Convention collective nationale de la coiffure et des professions connexes du 10 juillet 2006. Etendue par arrêté du 3 avril 2007 JORF 17 avril 2007.

Etendue par arrêté du 3 avril 2007 JORF 17 avril 2007

IDCC

  • 2596

Signataires

  • Fait à :
    Fait à Paris, le 10 juillet 2006 (Suivent les signatures.)
  • Organisations d'employeurs :
    La fédération nationale de la coiffure française agissant tant en son nom propre qu'au nom de tous les syndicats patronaux nationaux, départementaux, régionaux ou locaux et organisations qui lui sont affiliés ; Le conseil national des entreprises de coiffure (CNEC).
  • Organisations syndicales des salariés :
    La fédération des services CFDT ; La fédération nationale de l'encadrement, du commerce et des services CFE-CGC ; La fédération nationale de la coiffure Force ouvrière ; La fédération commerce, services et force de vente (CSFV) CFTC.

Condition de vigueur

  • en vigueur 1 jour franc après la publication de l'arrêté d'extension
 
  • Article 13.2 (non en vigueur)

    Remplacé

    En vertu des dispositions de l'article L. 226-1 du code du travail, les congés pour événements personnels sont les suivants :

    ― 3 jours pour la naissance d'un enfant ou l'arrivée d'un enfant adopté (non cumulable avec le congé de maternité et les différents congés mentionnés aux articles L. 122-26 et L. 122-26-1 du code du travail)(1) ;
    ― 4 jours pour le mariage du salarié ou pour la conclusion d'un pacte civil de solidarité (PACS) par le salarié ;
    ― 1 jour pour le mariage d'un enfant ;
    ― 2 jours pour le décès du conjoint ou d'un enfant, ces dispositions s'appliquent aux partenaires liés par un PACS ;
    ― 1 jour pour le décès du père ou de la mère, du beau-père, de la belle-mère, d'un frère ou d'une soeur.

    Ces congés devront être pris au moment des événements en cause(2).
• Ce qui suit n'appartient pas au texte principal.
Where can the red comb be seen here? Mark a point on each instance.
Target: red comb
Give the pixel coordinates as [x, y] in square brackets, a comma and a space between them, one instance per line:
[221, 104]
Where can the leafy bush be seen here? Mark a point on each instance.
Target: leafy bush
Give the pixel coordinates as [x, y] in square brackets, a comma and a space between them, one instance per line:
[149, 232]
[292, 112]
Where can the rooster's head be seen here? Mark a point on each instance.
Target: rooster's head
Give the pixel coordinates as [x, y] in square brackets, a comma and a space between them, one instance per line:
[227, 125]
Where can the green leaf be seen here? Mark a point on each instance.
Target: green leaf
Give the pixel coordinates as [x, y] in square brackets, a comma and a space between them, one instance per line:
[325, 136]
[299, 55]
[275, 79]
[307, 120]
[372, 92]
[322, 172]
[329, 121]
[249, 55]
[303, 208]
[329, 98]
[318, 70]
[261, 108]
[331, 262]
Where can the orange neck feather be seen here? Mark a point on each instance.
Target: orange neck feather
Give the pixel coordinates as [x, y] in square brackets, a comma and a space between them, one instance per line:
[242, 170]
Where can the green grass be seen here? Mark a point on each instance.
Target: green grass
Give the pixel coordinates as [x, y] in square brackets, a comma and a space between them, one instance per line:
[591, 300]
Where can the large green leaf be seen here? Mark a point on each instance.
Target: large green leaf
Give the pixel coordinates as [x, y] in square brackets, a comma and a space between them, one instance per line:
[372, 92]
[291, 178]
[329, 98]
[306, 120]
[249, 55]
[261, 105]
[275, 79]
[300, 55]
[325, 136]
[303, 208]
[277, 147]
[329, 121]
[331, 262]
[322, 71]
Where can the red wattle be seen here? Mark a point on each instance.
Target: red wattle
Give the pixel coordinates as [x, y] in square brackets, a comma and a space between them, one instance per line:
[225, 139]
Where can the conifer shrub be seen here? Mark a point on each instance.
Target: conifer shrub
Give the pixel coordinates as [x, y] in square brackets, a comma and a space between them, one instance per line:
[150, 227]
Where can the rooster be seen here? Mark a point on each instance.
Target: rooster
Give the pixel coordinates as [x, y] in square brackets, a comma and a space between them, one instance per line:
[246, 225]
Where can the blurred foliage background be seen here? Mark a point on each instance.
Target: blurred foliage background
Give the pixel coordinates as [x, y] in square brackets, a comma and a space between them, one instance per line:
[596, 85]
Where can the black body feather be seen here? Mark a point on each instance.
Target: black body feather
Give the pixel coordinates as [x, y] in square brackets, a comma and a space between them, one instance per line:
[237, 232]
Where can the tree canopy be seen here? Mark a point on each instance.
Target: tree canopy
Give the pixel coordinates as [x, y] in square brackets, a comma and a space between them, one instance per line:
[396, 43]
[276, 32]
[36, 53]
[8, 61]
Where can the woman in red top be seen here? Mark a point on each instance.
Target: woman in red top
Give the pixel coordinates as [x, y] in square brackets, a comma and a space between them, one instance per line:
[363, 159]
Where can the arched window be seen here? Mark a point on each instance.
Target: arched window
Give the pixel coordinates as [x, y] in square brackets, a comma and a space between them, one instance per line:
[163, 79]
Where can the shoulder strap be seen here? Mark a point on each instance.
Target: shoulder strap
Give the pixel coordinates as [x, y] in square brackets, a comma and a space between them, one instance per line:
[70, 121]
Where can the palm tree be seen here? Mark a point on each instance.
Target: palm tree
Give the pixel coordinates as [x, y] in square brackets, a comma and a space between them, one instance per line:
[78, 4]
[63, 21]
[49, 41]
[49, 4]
Ils constituent une autorisation d'absence sans réduction de la rémunération et sont assimilés à des jours de travail effectif pour la détermination de la durée du congé annuel. Ils sont attribués indistinctement sans condition d'ancienneté dans l'entreprise.

    (1) Les termes « et les différents congés mentionnés aux articles L. 122-26 et L. 122-26-1 du code du travail » sont exclus de l'extension comme étant contraires aux dispositions de l'article L. 226-1 du code du travail (arrêté du 3 avril 2007, art. 1er).

    (2) Phrase étendue sous réserve de l'application des dispositions de l'article L. 226-1 du code du travail, telles qu'interprétées par la jurisprudence de la Cour de cassation pour laquelle le jour d'autorisation d'absence accordé n'a pas à être nécessairement pris le jour de l'événement le justifiant, mais pendant une période raisonnable proche de l'événement (Cass. soc. 16/12/1998 Michelin c/Minchin) (arrêté du 3 avril 2007, art. 1er).

  • Article 13.2

    En vigueur étendu

    Les congés pour événements familiaux sont les suivants :

    Événement familial Durée du congé
    Chaque naissance survenue au foyer du salarié ou pour l'arrivée d'un enfant placé en vue de son adoption (ces jours ne se cumulent pas avec les congés accordés pour le même enfant dans le cadre du congé de maternité) 3 jours
    Mariage du salarié ou conclusion d'un Pacs par le salarié 4 jours
    Mariage ou Pacs d'un enfant 1 jour
    Décès d'un enfant 5 jours
    Décès d'un grand-parent ou d'un petit-enfant 1 jour
    Décès du conjoint, du concubin ou du partenaire lié par un Pacs, du père, de la mère, du beau-père, de la belle-mère, d'un frère ou d'une sœur 3 jours
    Annonce de la survenue d'un handicap chez un enfant 2 jours

    Ces congés devront être pris au moment des événements en cause. Ils constituent une autorisation d'absence sans réduction de la rémunération et sont assimilés à des jours de travail effectif pour la détermination de la durée du congé annuel. Ils sont attribués indistinctement sans condition d'ancienneté dans l'entreprise.  (1)

    (1) Alinéa étendu sous réserve du respect des dispositions de l'article L. 3142-1 du code du travail telles qu'interprétées par la Cour de cassation (Cass. soc., 16 décembre 1998, n° 96-43.323).